Is it Harder to play Guitar Left-Handed?
Many guitar players find themselves comparing left and right-handed guitars and wondering if either of these instruments is harder to play than the other? Many states that left-hand guitars are harder to play, but is this true?
Left and right-handed guitars are not more difficult to play than each other. These instruments are fundamentally the same, with the only real difference being the orientation on which the guitar is built.
The only way left-handed guitars are more difficult to play is when right-handed guitarists, or a guitarist who has learned to play right-handed, try to play one. The same is true for right-handed guitars.
If you are used to playing guitar right-handed, playing a lefty guitar will feel completely alien, and vice versa. This is why most people think that one type of guitar is harder to play than the other.
There are some unfortunate problems that come along with playing left-handed guitars that right-hand guitar players may not realize, however. For example, standard chord and scale diagrams are the wrong way round for left-handed guitarists and must be re-made for lefties.
This can make certain learning methods and programs difficult for those who play left-handed guitars and can be a limiting factor in the learning process. However, this does not make learning to play a left-handed guitar fundamentally more difficult than learning to play a right-handed version.

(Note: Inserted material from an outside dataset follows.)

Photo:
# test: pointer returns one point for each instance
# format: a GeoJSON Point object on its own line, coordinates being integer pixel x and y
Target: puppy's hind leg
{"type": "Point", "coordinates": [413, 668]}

Learning to play left-handed and right-handed have the same level of difficulty, depending on your dominant hand. Left-handed guitar players will find left-handed guitars easier to play, and right-handed guitarists will prefer right-handed guitars.
Right vs. Left-Handed Guitar Price comparison
Every left-handed guitar player has come to accept that guitars that are built for them are likely to cost more than the same model of guitar made for right-handed guitarists. This is a crucial comparison to make between these instruments, and understanding why lefties are more expensive is important.
The unfortunate reality is that left-handed guitars are more expensive than right-handed versions of the same guitar. This is especially true for guitars made by very large guitar manufacturers. The price difference is usually not a deal-breaker, as most lefties are less than $100 more expensive than right-handed models.
Almost every left-hand guitar is more expensive than right-handed instruments, which can be frustrating, but there is a good reason for this. Left-handed guitars are overall more expensive to build due to the cost of re-tooling machinery and the time it takes luthiers to build them.
Luthiers are used to building right-handed guitars, and switching their techniques and process to building a left-handed version of their guitars requires extra time and concentration, which increases the labor costs of producing left-handed guitars.
Re-tooling expensive machines such as CNC machines and mills to manufacture left-handed guitars is an expensive process and must be done to produce lefty guitars on. Large scale.
Another factor to keep in mind is that there are significantly fewer left-handed guitars sold annually. This means that there are fewer units sold to offset the additional costs involved with manufacturing these guitar models.
This results in the higher price of left-handed guitars, which is unfortunate, but an extra $50 for your lefty Gretsch is a small price to pay compared to the price that the manufacturer paid to produce the instrument.
Lefty guitars are the same as right-handed guitars, but they are mirror images of one another. These instruments are both as playable as each other, depending on the dominant hand of the player. There is no fundamental difference between these instruments, but they are very different to play.
Left-handed guitars cost more to produce and more to buy, but if you are a left-handed guitar player, the cost may be worth paying. Take the time to find the right guitar for you, regardless of its orientation, and spend the time to learn how to play it by overcoming your own challenges. This will always produce a good guitar player, regardless of their dominant hand.